The side with the strata dipping into Tunnel Hollow is the problem: With nothing to support them from below, slabs can detach and slide downhill into the empty space below. Woe to the C&O Canal worker who was standing in the way!
With rocks like that – big slabs poised to come crashing down any time, no wonder it took the C&O Canal company so long to dig the tunnel. Modern recreationalists using the Canal tow path are somewhat safer, as pins have been drilled into the layers to lock them in place. You can see these giant “safety” pins in some of the images we took yesterday.
And now, without further ado: Here are the results of our trip, four explorable, annotate-able GigaPans…

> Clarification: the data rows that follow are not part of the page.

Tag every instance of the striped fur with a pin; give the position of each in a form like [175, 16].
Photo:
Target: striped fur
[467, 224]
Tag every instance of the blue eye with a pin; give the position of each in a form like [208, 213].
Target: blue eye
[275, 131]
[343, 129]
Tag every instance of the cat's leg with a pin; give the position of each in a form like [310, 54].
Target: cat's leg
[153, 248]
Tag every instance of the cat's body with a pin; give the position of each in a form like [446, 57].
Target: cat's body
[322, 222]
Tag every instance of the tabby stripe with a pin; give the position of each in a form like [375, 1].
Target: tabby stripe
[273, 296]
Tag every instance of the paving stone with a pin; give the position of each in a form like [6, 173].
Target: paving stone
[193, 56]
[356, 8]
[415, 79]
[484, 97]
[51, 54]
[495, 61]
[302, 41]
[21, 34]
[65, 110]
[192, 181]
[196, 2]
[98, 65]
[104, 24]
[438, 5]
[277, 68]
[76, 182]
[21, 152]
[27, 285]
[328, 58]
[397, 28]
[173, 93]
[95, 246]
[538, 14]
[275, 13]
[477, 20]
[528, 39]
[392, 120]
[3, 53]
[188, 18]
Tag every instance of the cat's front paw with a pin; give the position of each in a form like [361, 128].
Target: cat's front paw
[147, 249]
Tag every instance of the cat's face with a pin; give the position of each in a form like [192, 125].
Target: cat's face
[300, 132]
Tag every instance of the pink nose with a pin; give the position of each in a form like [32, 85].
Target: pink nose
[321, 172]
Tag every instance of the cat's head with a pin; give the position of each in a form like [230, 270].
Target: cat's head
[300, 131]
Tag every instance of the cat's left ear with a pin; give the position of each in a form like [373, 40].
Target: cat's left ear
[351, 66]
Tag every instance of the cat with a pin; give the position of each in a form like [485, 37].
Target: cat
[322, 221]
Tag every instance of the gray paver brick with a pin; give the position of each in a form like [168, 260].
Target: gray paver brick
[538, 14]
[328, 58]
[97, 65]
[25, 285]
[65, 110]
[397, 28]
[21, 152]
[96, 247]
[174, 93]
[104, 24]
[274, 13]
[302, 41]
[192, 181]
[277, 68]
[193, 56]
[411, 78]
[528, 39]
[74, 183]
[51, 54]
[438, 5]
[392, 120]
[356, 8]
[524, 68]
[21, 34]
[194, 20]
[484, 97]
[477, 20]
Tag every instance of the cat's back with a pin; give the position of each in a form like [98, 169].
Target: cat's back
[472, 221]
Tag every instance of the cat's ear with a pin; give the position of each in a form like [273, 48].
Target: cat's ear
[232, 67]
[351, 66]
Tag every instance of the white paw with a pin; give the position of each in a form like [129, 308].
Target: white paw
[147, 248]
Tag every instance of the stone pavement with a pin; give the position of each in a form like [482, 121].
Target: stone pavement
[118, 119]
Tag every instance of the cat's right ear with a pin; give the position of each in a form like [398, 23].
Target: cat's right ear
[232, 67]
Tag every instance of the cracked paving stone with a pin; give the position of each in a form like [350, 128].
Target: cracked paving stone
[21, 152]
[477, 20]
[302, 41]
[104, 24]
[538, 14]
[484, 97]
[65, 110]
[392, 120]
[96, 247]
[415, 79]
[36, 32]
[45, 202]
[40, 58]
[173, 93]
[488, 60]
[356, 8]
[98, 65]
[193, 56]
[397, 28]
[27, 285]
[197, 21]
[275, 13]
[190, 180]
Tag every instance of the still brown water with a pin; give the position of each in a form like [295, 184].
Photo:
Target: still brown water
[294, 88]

The downstream end of the Paw Paw Tunnel (see if you can spot the anticline):
[gigapan id=”112954″] link
The upstream end of the Paw Paw Tunnel (see if you can spot ripple marks):
[gigapan id=”112955″] link
(…or the torso of a reading instructor from Montgomery College who happened by with her friend as the GigaPan was nearing its conclusion!)
Slickensides on a slab of Brallier Formation shale (see if you can find the lens cap I included for a sense of scale):
[gigapan id=”112956″] link
Slabs of rock that have slid down the face of tilted beds of Brallier Formation, thankfully before your ankles got in the way (see if you can spot the pins used to hold the big slabs of rock in place, high above you):
[gigapan id=”112957″] link
Really cool post. Really cool geology. Great gigapans. The gigapans are not marred by variable exposure like some previous ones, although ISO is still varying among shots. Can you turn off Auto ISO? Might as well turn off Auto White Balance too. I look forward to many more gigapans with NO BLOTCHES.

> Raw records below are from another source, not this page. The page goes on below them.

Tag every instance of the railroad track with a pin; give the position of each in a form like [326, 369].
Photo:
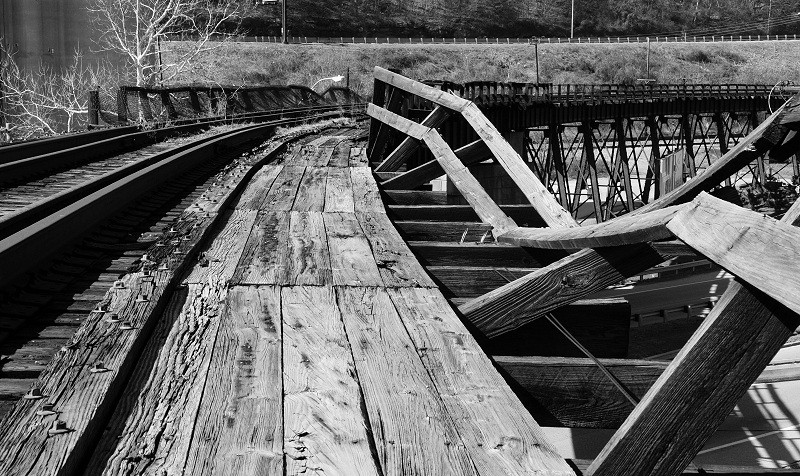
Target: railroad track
[70, 232]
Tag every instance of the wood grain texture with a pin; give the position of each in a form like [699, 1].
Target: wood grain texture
[565, 281]
[239, 429]
[466, 183]
[339, 191]
[469, 154]
[530, 185]
[409, 145]
[424, 91]
[755, 248]
[308, 261]
[396, 263]
[310, 195]
[325, 430]
[501, 436]
[352, 263]
[414, 434]
[226, 249]
[625, 230]
[265, 256]
[150, 431]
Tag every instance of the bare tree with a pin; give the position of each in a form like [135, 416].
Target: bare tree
[44, 102]
[137, 28]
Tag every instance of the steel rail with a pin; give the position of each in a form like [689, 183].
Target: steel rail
[59, 222]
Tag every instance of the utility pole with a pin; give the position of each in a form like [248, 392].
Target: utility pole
[572, 21]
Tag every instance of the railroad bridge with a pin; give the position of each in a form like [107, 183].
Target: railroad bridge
[244, 294]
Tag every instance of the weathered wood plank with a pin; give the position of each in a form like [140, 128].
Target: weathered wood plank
[470, 154]
[759, 250]
[148, 430]
[222, 260]
[551, 212]
[239, 429]
[352, 263]
[256, 192]
[325, 428]
[626, 230]
[397, 265]
[339, 191]
[409, 145]
[366, 197]
[282, 193]
[413, 431]
[466, 183]
[308, 262]
[424, 91]
[498, 432]
[310, 195]
[266, 254]
[567, 280]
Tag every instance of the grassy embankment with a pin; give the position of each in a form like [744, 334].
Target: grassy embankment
[264, 63]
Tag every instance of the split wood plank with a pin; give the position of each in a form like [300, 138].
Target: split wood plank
[625, 230]
[339, 192]
[352, 263]
[310, 195]
[308, 261]
[256, 191]
[470, 154]
[414, 434]
[757, 249]
[325, 429]
[702, 384]
[366, 197]
[283, 191]
[466, 183]
[424, 91]
[397, 264]
[266, 253]
[567, 280]
[151, 427]
[222, 260]
[499, 434]
[537, 194]
[239, 429]
[409, 145]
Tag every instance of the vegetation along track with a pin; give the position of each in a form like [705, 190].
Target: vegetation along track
[78, 232]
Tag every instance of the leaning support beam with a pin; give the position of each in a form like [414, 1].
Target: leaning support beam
[470, 154]
[713, 370]
[409, 145]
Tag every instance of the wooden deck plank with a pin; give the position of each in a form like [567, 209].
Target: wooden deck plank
[266, 254]
[222, 260]
[499, 434]
[397, 264]
[308, 261]
[413, 432]
[325, 430]
[311, 192]
[239, 429]
[339, 191]
[352, 263]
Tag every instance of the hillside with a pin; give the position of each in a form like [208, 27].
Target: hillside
[523, 18]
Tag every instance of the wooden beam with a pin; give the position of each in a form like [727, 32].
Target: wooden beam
[726, 354]
[409, 145]
[424, 91]
[625, 230]
[757, 249]
[530, 185]
[470, 154]
[565, 281]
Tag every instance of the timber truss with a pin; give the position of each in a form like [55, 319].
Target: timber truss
[755, 316]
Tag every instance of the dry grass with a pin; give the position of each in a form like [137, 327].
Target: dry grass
[264, 63]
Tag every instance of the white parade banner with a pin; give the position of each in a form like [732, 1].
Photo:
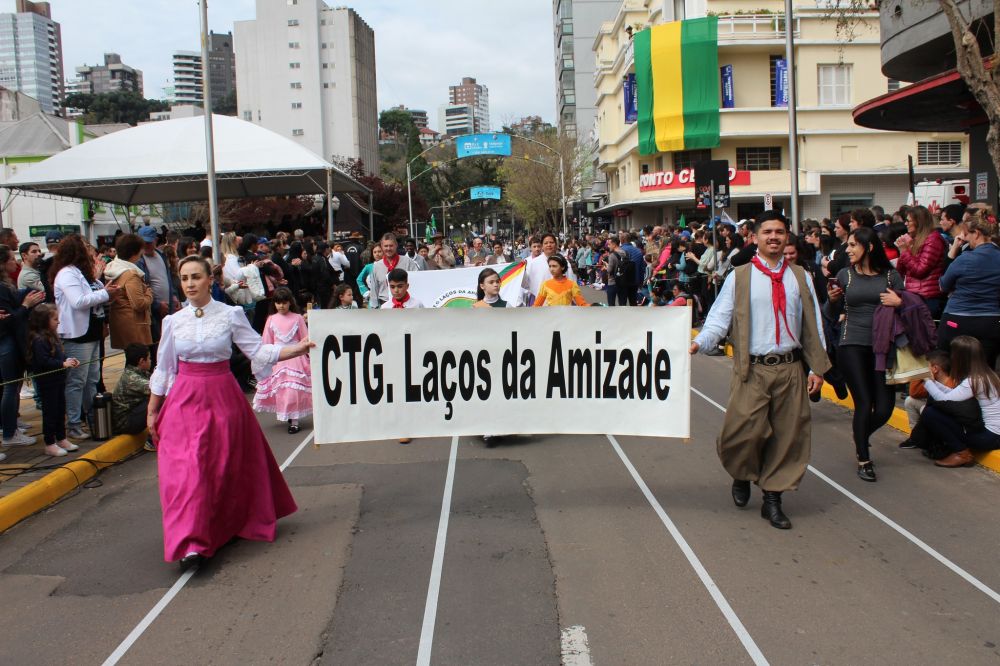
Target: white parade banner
[456, 288]
[386, 374]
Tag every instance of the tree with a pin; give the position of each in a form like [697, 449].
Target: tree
[971, 37]
[123, 106]
[389, 200]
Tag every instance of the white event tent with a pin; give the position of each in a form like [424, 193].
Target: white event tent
[164, 162]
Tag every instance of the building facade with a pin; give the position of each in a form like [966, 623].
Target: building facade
[112, 76]
[307, 71]
[477, 97]
[31, 54]
[841, 166]
[576, 24]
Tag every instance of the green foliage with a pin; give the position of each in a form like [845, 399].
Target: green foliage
[115, 107]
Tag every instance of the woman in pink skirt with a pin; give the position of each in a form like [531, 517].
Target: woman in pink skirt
[218, 477]
[288, 391]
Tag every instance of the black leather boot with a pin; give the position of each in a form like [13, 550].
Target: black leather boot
[771, 510]
[741, 492]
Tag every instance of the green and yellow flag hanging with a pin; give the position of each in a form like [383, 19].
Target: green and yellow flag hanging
[677, 85]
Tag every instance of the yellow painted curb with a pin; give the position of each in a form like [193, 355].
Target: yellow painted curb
[52, 487]
[898, 420]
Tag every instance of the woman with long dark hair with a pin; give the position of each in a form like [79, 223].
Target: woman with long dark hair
[856, 292]
[80, 299]
[976, 380]
[922, 253]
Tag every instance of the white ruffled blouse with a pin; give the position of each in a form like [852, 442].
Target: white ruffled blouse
[208, 339]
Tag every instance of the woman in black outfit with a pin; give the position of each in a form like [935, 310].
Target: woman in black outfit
[858, 290]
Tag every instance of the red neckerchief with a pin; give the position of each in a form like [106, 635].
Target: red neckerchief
[393, 265]
[778, 299]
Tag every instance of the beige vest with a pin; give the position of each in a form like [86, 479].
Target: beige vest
[812, 346]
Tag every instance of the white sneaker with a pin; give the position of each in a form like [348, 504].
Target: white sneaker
[19, 439]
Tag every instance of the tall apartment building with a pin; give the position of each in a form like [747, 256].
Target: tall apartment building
[31, 54]
[576, 24]
[188, 87]
[475, 95]
[841, 166]
[307, 71]
[112, 76]
[457, 119]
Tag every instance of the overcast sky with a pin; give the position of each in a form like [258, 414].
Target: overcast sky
[422, 46]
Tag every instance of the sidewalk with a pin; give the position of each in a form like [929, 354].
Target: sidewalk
[26, 464]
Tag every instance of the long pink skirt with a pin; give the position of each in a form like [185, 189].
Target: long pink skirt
[218, 477]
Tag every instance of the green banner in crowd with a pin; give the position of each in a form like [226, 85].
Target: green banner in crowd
[677, 85]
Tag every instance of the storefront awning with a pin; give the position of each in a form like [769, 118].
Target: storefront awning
[941, 103]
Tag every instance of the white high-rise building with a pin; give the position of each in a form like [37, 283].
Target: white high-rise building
[31, 54]
[307, 71]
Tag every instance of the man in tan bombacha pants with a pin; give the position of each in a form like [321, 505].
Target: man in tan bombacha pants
[772, 311]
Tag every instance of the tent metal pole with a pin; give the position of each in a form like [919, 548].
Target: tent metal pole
[206, 86]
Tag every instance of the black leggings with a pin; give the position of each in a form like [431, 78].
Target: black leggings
[873, 399]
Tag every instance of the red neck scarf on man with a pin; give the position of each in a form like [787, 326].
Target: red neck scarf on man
[778, 298]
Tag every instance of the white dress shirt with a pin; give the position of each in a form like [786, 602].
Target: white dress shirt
[761, 314]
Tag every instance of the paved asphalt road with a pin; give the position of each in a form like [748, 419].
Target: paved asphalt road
[558, 548]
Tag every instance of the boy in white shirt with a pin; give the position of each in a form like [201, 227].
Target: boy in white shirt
[399, 286]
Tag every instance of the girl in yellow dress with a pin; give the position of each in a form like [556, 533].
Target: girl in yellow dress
[560, 290]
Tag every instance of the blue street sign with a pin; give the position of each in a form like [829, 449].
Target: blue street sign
[486, 192]
[471, 145]
[728, 95]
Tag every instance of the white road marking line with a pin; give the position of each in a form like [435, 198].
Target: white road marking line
[703, 575]
[912, 538]
[155, 611]
[434, 586]
[575, 648]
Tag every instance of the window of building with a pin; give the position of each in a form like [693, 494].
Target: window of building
[686, 159]
[939, 152]
[766, 158]
[834, 85]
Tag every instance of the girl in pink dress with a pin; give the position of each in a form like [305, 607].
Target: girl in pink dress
[288, 391]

Chris, I’ll see what I can do. I’m a photographic novice – some things come naturally, like framing a shot, but the technical variables are still a bit fuzzy to me. Thanks for the prompt. I’ll educate myself today on ISO and White Balance settings in my new camera.
Love the virtual field trips. Thanks.
Now, way off topic: paw paws. I love them! I haven’t eaten one in… probably, 20 years. Apparently, they were a staple food source for Appalachians back in the day. In the hit 60s show, “The Beverly Hillbillys”, Granny(Irene Ryan) makes a reference to pickling the fruit in one of the episodes(I was a kid, so I can recall when or where).
A sport, of sorts, we used to play, was to get the uninformed(city kids) to have a taste of persimmons just before they were ripe(mostly orange, but some dark). All agreed that the fruit was good, and then they puckered.
To be fair, a ripe persimmon is something everyone should experience- sweet and succulent.
Paw paws: I have never eaten a pickled one, but ripe, they look like a giant peanut and taste like a banana, but have the texture of a pumpkin… Yum!
They are delicious! I’ve only had one once, but it was memorably good.